3-6 months

I have the utmost respect for anyone out there with small children. Seriously, well done.

And it’s not for the reasons you might think.

I know there are a million reasons why being a parent is hard, but having lunch with a 2 and 4 year old the other day, I thought the playing with beans, colouring-in part was okay.

But fast-forward 6 hours and there I was in the Early Learning Centre picking toys out as presents for a series of small humans. Now, I know the last time I went into one of these shops was 25 years previously, and I just sat in the window playing with the little wooden trains joined together with magnets, but my return visit was INCREDIBLY stressful.

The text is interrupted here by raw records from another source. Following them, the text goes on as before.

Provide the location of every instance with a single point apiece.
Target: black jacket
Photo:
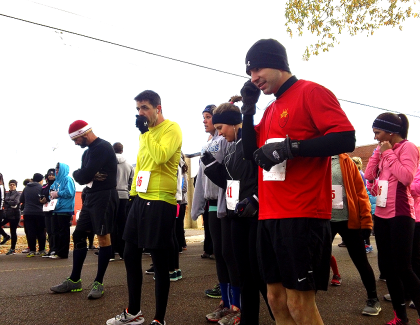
(100, 157)
(246, 171)
(30, 198)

How on Earth, in the name of Val Doonican, do you pick a toy for a small child. Seriously, I suspect I’d have more insight and chance of getting it right if I was trying to wire the safety and take-off circuits for a space shuttle carrying ickle baby giraffes to the moon.

You can’t just go in and try them out you know. Oh no. Press a button on a toy and the staff will furrow their brow and glare at you. You will be faced with a sea of parental faces sighing and pleading with you simultaneously for silence. If you’re 3 you can go in, throw the toys, run at them, play with them and generally dribble with them to your heart’s content. Try it at 31 and you see them reaching for the button on the desk marked ‘security’.

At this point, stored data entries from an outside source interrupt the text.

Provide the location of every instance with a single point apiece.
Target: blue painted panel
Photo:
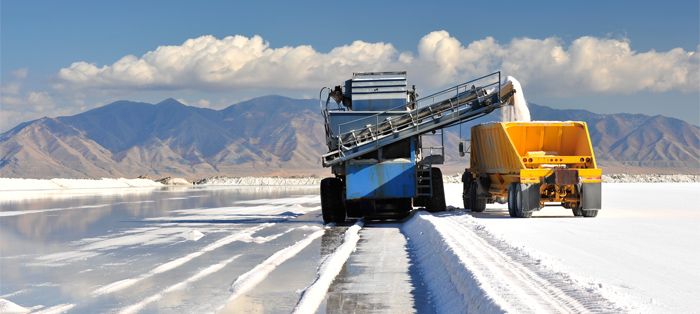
(379, 104)
(389, 179)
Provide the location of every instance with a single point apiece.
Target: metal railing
(450, 105)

There are rattlers. Shakers. Electronic blippy things. Toys for 3-6 months. Toys for 5-8 months. Yes, I know what you’re thinking, but these are very different age groups. Apparently.

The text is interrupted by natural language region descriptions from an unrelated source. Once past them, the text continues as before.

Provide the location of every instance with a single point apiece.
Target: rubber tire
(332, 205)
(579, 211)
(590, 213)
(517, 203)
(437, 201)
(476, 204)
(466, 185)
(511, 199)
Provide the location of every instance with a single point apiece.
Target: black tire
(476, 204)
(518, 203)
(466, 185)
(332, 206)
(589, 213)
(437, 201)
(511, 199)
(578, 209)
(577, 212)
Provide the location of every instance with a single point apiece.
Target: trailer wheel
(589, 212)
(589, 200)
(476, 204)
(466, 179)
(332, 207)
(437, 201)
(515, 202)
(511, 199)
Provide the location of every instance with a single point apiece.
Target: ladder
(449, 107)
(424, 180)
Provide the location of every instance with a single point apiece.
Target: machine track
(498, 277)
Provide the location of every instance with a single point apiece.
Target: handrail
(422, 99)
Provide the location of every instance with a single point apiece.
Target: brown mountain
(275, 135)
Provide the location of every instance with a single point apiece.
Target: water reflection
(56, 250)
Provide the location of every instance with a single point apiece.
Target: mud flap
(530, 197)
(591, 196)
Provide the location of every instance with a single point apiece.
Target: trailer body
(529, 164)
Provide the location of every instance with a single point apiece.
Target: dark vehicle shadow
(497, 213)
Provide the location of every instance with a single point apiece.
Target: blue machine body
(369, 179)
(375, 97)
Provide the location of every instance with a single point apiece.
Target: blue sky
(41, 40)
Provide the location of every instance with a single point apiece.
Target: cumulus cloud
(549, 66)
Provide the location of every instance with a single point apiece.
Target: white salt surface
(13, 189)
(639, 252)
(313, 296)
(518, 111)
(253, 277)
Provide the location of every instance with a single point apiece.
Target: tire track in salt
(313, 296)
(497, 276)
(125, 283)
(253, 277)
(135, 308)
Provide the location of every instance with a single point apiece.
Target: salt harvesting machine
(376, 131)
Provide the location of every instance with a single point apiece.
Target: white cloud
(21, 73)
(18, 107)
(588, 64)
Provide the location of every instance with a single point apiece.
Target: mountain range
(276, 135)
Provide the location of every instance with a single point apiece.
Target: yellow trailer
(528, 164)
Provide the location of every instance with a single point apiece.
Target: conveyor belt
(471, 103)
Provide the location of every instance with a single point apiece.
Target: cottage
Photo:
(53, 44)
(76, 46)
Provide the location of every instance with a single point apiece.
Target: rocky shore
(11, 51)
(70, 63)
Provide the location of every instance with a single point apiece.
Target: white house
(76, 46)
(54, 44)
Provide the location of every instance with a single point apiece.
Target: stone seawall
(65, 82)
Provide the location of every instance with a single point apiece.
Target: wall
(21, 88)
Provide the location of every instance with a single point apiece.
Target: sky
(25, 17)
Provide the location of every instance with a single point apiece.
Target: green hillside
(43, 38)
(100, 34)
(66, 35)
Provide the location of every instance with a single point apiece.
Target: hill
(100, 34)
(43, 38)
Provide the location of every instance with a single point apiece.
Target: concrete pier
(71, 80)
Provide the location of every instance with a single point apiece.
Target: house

What if you see a toy marked 5-8 that seems perfect, but you’re buying it for a 4 year old? It says it right there on the packet. Even if the child doesn’t snub the toy completely, surely you’re committing the ultimate sin handing a completely inappropriate toy.

So on a Monday morning, when I see a parent delivering two small children to nursery, appropriately dressed, punctual, washed and punctual I’m even more impressed. Not because they’ve achieved all of that, but because they managed to get out of the Early Learning Centre with some appropriate toys for their children before they grew up and left college.